しかし、居宅介護支援については介護保険実施以来もっとも大きい転換期を迎えようとしています。
前記に記しましたケアプランの※有料化です。
有料化により、他の介護サービスのような利用者獲得、事業所の宣伝など営業活動、事業所の個性化が求められてきます。行政化している居宅介護支援の市場が変わってきます。
他の介護サービスとの併設運営にて利用前から利用までのワンストップ化サービスの実施を始め、混合介護、保険外サービスの導入も視野に入れることで、介護保険サービス利用者のみならず、その他の高齢者を取りこむことで新たな市場が生まれ長期にわたる事業運営につながると思います。

居宅介護支援を開業するには?

居宅介護支援の事業者指定を受けるためには、以下の人員基準を満たす必要があります。
人員基準
管理者 常勤の介護支援専門員を配置
※令和10年度より主任介護支援専門員の資格が必要です。
介護支援専門員 利用者35人に対し1人を配置

※主任介護支援専門員
主任ケアマネージャー(主任介護支援専門員)は、平成18年の介護保険改正と同時に生まれた資格です。ケアマネージャー有資格者の中から、所定の研修を受けた者に対して与えられます。研修や資格の管理などは、ケアマネージャー資格と同様に、各都道府県が行っています。

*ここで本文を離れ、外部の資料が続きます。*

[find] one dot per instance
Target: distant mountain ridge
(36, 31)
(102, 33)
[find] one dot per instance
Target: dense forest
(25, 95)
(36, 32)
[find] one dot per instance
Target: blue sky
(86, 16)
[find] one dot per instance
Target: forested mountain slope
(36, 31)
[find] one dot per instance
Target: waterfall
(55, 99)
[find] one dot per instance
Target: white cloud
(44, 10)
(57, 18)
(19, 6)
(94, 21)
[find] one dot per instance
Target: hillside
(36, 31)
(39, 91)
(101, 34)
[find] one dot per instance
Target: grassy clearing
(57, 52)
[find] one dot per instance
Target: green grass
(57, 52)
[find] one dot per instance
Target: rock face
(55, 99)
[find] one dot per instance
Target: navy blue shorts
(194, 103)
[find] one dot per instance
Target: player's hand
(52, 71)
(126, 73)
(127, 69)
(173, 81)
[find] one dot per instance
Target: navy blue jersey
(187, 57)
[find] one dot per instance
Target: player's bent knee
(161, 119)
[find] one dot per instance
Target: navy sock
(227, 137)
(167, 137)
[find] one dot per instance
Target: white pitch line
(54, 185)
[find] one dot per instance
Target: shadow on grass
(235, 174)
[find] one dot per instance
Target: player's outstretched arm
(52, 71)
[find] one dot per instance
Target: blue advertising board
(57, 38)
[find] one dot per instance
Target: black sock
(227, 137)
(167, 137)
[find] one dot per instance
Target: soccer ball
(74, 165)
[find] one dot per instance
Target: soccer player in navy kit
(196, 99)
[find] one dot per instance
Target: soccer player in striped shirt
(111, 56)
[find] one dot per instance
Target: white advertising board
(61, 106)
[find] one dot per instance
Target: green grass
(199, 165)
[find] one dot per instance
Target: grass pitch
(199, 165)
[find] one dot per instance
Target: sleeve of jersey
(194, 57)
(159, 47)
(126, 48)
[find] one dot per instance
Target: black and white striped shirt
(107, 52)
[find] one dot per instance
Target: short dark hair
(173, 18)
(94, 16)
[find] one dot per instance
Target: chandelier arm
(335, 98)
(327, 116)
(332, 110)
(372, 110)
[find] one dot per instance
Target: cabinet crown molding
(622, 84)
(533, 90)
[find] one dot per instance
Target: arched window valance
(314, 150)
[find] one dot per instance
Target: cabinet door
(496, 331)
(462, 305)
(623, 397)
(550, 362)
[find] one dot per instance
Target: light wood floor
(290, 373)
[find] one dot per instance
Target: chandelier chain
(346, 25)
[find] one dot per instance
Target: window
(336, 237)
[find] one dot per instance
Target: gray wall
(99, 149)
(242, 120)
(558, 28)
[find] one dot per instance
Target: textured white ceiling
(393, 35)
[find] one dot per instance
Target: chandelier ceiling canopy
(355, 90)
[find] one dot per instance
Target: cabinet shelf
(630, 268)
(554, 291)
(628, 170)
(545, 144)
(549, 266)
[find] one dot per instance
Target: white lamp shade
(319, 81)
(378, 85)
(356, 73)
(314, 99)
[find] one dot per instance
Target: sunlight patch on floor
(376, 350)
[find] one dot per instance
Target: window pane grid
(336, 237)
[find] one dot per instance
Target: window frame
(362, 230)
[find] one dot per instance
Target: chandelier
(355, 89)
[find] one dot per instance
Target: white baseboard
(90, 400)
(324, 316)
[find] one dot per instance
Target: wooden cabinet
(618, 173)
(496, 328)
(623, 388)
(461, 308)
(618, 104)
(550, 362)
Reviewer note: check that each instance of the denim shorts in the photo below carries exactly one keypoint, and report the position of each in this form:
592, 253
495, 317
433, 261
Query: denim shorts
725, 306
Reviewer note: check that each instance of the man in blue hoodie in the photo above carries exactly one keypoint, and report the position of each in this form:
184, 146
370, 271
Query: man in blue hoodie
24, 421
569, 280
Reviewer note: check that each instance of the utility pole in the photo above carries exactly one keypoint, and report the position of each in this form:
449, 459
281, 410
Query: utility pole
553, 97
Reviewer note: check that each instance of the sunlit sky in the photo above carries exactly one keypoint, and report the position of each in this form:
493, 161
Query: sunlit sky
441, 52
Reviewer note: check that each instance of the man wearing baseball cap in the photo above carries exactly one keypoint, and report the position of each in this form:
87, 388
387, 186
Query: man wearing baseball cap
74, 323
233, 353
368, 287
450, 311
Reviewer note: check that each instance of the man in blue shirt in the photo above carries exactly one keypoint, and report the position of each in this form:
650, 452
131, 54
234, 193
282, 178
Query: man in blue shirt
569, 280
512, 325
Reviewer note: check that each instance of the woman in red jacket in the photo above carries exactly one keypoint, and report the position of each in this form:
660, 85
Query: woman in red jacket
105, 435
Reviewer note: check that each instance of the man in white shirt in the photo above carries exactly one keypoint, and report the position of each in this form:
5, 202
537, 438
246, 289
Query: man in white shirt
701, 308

居宅介護支援の事業者指定を受けるためには、以下の設備基準を満たす必要があります。

○事務室
仕切られた専用区画であること。広さの規定なし。

○相談室
仕切られた専用区画であること。広さの規定なし。
相談者のプライバシーが守られるよう配慮が必要。

○その他
電話ファックス、一般事の務機器、鍵付き金庫、消毒用品。